먼저 Graphic root signature와 descriptor heap을 현재 frame에서 사용하도록 설정한다.
그리고 현재 frame의 constant buffer를 pipeline에 할당한다.
할당이 끝나면 viewport와 scissor rectangle을 설정한다.
여기서 나타낸 resource는 renter target에 사용된다.

이 작업이 모두 마치면 drawing command를 작성한다. 
위에서 언급한 render target은 command list가 완전히 작동되기 전까지 사용되지 않는다.

 

이벤트가 모두 작성이 되면 m_commandList를 닫고, 입력된 이벤트를 실행한다.
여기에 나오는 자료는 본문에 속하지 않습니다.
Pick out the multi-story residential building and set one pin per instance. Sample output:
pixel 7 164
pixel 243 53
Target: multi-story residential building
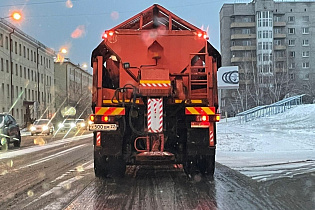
pixel 272 43
pixel 26 75
pixel 73 87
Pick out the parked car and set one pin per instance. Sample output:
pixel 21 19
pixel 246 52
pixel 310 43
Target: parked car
pixel 81 124
pixel 9 131
pixel 42 126
pixel 67 124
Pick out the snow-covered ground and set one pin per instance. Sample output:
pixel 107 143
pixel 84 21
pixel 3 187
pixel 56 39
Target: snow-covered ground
pixel 281 145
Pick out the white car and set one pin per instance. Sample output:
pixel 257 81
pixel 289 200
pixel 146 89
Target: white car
pixel 42 126
pixel 67 124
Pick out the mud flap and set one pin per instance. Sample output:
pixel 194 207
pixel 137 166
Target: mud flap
pixel 198 142
pixel 111 143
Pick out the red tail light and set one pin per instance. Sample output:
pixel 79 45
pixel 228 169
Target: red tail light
pixel 202 118
pixel 105 118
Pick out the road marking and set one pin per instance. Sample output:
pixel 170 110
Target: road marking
pixel 36 148
pixel 53 156
pixel 278 171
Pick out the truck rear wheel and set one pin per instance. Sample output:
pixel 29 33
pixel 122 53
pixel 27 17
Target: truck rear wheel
pixel 206 164
pixel 100 166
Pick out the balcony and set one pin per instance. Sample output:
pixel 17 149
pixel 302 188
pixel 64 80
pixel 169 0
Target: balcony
pixel 242 48
pixel 281 59
pixel 280 70
pixel 243 59
pixel 242 24
pixel 279 47
pixel 279 36
pixel 279 24
pixel 243 36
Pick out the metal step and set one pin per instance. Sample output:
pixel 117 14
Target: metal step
pixel 155 158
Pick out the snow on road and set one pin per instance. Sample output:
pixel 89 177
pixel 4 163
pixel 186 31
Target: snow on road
pixel 270 147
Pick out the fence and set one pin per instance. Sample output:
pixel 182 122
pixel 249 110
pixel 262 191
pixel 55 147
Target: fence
pixel 268 110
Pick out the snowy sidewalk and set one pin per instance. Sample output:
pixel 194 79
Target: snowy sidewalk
pixel 283 139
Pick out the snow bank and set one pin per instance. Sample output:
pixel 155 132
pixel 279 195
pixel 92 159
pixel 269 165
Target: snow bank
pixel 278 139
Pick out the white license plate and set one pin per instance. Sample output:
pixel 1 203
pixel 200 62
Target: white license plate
pixel 103 127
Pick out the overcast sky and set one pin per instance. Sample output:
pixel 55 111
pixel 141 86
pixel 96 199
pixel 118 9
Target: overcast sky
pixel 79 24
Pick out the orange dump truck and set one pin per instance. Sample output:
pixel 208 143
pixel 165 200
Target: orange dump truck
pixel 154 95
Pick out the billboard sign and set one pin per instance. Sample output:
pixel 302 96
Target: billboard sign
pixel 228 78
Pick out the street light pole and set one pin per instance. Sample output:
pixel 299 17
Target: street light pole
pixel 11 69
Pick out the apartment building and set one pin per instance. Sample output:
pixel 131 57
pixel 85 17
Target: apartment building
pixel 272 43
pixel 26 75
pixel 73 86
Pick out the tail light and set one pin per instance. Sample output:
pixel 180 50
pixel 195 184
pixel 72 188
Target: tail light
pixel 207 118
pixel 106 118
pixel 215 118
pixel 108 34
pixel 92 117
pixel 202 34
pixel 202 118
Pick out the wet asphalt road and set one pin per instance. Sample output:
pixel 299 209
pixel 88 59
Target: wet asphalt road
pixel 61 177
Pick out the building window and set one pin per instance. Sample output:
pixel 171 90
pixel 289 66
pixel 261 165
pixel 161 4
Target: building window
pixel 306 77
pixel 277 31
pixel 305 65
pixel 245 31
pixel 6 42
pixel 247 43
pixel 1 40
pixel 8 90
pixel 277 18
pixel 7 65
pixel 291 42
pixel 305 30
pixel 305 42
pixel 291 19
pixel 15 45
pixel 306 54
pixel 291 30
pixel 277 42
pixel 306 18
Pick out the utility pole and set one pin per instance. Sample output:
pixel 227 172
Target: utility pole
pixel 11 69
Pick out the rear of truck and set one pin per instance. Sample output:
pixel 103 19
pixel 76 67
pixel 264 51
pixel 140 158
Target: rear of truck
pixel 154 95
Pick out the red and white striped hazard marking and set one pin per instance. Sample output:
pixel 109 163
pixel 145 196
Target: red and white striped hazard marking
pixel 98 138
pixel 155 85
pixel 211 138
pixel 155 115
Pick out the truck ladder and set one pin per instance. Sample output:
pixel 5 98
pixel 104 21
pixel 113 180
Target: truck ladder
pixel 199 78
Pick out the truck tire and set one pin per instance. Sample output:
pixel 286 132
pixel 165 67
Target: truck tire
pixel 17 143
pixel 206 164
pixel 100 168
pixel 116 166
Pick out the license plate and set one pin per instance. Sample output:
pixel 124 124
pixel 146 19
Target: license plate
pixel 103 127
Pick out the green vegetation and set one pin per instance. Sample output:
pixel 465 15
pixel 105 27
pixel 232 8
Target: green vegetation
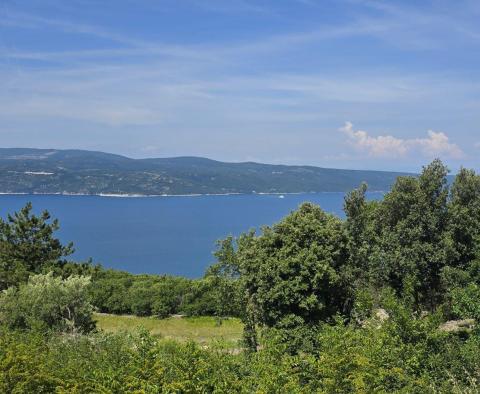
pixel 387 300
pixel 75 171
pixel 203 329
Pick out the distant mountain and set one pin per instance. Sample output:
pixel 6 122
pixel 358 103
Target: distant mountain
pixel 85 172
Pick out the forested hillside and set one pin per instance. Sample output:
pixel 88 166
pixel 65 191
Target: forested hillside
pixel 387 300
pixel 85 172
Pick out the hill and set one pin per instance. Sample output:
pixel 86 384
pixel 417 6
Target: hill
pixel 86 172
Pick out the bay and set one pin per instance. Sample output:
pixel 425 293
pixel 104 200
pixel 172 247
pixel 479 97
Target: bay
pixel 162 235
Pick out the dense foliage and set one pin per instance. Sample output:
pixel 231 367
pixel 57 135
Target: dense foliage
pixel 421 242
pixel 386 300
pixel 47 302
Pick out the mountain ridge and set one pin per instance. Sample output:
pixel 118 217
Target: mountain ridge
pixel 74 171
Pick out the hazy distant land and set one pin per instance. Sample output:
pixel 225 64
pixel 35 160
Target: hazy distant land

DX::ThrowIfFailed(m_commandList->Close());

// Execute the command list.
ID3D12CommandList* ppCommandLists[] = { m_commandList.Get() };
m_deviceResources->GetCommandQueue()->ExecuteCommandLists(_countof(ppCommandLists), ppCommandLists);

 

 

다음은 Update이다.

Update는 매 프레임마다 호출되며, cube를 회전시키는 동작을 한다.

그리고 이에 맞게 model과 view matrix를 연산하는 작업도 맡느다.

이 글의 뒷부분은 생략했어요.